File "/mnt/cache/zhouyang4/.local/lib/python3.8/site-packages/torch_geometric/utils/sparse.py", line 37, in dense_to_sparse
    assert adj.size(-1) == adj.size(-2)
AssertionError

It seems that the line t2m_valid_mask = t2m_valid_mask_t.unsqueeze(2) & t2m_valid_mask_m.unsqueeze(1) #[(N1,...,Nb),H,H*K] doesn't follow the shape required by dense_to_sparse according to https://pytorch-geometric.readthedocs.io/en/latest/modules/utils.html#torch_geometric.utils.dense_to_sparse.

XiaolongTang23 commented 2 months ago

Hi, thank you for trying out the code and reporting this issue.

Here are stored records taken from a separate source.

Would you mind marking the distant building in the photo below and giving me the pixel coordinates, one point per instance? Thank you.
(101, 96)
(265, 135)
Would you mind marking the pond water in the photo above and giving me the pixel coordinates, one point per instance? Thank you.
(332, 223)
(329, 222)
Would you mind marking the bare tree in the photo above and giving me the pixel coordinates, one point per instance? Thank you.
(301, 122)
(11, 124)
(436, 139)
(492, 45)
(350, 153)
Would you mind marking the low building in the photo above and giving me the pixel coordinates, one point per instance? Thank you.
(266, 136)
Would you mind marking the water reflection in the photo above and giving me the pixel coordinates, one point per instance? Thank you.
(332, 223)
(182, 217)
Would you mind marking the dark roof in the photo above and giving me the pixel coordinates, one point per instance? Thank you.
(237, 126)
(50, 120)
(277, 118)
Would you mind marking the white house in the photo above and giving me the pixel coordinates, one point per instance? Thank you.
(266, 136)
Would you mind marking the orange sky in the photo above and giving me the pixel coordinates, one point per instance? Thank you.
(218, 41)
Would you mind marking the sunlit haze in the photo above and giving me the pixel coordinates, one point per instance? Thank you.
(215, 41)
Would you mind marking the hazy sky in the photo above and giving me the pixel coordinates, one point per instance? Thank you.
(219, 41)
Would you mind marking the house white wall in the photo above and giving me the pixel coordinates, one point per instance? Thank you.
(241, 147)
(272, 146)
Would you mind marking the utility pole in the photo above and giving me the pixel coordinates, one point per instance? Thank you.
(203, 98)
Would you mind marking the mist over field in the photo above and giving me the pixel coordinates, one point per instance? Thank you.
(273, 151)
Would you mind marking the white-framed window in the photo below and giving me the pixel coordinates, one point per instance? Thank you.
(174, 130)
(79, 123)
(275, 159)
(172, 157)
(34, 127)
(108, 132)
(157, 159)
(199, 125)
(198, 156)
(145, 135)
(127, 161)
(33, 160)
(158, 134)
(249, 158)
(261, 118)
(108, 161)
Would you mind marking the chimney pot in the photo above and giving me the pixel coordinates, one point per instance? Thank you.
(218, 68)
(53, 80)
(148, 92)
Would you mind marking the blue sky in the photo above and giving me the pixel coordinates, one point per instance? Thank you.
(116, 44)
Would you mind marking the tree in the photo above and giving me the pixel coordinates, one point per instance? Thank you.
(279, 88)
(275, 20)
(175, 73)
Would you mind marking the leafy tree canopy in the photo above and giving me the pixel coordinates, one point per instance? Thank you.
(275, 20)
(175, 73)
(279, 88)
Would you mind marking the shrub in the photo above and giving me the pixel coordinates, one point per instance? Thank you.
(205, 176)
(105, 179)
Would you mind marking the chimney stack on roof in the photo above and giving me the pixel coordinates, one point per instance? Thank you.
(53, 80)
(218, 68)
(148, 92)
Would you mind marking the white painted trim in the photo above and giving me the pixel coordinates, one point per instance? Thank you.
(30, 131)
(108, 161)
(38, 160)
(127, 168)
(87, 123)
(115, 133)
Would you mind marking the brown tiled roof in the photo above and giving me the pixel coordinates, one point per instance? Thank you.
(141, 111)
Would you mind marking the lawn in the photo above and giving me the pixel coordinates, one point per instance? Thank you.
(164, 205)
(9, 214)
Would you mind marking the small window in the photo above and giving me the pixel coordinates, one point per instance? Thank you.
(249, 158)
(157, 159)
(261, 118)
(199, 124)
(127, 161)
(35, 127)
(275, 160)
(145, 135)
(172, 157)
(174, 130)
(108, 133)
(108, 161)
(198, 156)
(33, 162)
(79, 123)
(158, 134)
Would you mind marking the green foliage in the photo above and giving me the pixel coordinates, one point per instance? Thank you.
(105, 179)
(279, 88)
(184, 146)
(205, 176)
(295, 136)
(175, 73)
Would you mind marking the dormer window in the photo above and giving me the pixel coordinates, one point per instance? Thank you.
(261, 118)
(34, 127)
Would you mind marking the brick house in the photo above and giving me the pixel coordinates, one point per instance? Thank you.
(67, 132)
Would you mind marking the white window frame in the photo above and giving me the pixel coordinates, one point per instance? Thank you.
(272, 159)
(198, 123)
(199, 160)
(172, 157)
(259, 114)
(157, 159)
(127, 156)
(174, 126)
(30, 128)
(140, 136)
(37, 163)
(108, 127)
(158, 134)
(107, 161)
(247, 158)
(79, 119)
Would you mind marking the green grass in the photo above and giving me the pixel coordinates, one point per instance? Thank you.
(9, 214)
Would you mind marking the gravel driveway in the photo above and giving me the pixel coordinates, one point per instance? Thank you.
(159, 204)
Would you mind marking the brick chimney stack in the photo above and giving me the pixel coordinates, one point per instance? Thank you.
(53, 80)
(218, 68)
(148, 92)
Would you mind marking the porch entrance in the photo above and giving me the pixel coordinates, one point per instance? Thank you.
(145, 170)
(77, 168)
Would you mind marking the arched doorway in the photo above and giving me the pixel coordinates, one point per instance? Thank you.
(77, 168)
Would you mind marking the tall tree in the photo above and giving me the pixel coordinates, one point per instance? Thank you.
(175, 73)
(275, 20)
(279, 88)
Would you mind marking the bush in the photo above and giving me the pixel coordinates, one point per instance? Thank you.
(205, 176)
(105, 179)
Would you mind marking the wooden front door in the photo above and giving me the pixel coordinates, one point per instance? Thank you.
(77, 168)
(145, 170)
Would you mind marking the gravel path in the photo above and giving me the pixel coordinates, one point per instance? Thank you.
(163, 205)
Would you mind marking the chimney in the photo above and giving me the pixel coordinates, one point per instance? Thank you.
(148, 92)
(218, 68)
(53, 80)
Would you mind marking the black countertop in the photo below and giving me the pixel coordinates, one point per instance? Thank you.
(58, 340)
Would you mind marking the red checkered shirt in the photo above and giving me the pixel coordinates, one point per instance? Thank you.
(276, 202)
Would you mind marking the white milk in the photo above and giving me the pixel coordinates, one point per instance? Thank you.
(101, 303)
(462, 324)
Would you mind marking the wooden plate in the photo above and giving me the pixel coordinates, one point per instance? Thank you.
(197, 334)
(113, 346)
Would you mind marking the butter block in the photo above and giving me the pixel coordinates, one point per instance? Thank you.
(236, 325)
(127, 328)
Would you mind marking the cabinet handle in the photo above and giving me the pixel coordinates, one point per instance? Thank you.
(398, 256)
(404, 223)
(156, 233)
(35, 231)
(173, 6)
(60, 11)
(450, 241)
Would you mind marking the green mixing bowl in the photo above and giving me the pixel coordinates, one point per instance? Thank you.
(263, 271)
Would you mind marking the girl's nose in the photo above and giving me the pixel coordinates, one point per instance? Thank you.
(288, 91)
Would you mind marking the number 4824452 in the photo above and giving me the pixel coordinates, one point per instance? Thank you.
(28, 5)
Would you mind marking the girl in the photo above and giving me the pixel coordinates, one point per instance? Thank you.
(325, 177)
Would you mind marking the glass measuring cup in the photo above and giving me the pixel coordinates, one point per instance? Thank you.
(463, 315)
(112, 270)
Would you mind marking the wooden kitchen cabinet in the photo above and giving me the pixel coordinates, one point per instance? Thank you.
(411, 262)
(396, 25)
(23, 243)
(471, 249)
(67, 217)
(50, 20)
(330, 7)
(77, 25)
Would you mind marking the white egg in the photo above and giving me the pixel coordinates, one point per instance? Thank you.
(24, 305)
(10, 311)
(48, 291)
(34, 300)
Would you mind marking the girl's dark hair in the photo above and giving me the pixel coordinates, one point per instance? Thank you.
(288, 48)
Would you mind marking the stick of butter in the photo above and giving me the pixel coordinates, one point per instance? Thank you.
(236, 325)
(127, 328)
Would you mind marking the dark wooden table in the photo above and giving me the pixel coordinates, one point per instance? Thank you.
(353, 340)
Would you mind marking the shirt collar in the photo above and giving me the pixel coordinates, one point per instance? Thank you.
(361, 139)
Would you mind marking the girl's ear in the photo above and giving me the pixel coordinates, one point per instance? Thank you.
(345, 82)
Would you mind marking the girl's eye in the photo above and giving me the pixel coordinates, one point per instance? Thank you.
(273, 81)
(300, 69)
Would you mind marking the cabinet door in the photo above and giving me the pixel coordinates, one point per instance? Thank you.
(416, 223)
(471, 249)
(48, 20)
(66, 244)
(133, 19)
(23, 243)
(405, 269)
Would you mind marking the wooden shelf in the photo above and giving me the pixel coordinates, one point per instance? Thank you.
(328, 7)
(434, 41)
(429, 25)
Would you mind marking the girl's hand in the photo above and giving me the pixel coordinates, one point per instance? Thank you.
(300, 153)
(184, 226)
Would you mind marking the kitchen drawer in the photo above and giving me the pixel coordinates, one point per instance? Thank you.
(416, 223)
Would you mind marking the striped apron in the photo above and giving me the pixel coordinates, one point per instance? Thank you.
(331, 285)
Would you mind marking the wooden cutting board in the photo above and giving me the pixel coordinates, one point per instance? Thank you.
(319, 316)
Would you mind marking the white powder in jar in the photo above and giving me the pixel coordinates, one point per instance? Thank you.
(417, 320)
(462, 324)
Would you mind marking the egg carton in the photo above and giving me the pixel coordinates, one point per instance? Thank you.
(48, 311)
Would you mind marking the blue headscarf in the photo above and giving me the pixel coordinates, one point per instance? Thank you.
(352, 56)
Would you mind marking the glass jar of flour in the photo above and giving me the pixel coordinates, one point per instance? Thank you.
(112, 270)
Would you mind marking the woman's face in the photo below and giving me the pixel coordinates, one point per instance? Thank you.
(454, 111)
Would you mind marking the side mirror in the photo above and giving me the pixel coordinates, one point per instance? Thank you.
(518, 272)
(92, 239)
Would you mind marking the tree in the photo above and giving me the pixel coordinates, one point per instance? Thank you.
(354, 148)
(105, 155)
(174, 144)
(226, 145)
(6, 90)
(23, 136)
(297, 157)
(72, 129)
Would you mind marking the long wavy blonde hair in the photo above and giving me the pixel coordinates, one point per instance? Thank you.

I apologize for the inconvenience. Based on the error you encountered, I suspect this might be due to the version of PyTorch Geometric you are using. In versions prior to 2.3.0, the dense_to_sparse function requires the tensor's last two dimensions to be of equal size. However, this requirement has been relaxed in version 2.3.0 and later. Could you please check your PyTorch Geometric version and consider updating it if it's older than 2.3.0?

This should resolve the issue. Please let me know if the problem persists after updating.

youngzhou1999 commented 2 months ago

Cool. I upgrade pyg to 2.3.1 and now it seems fine for training. Thanks for your helpful solution.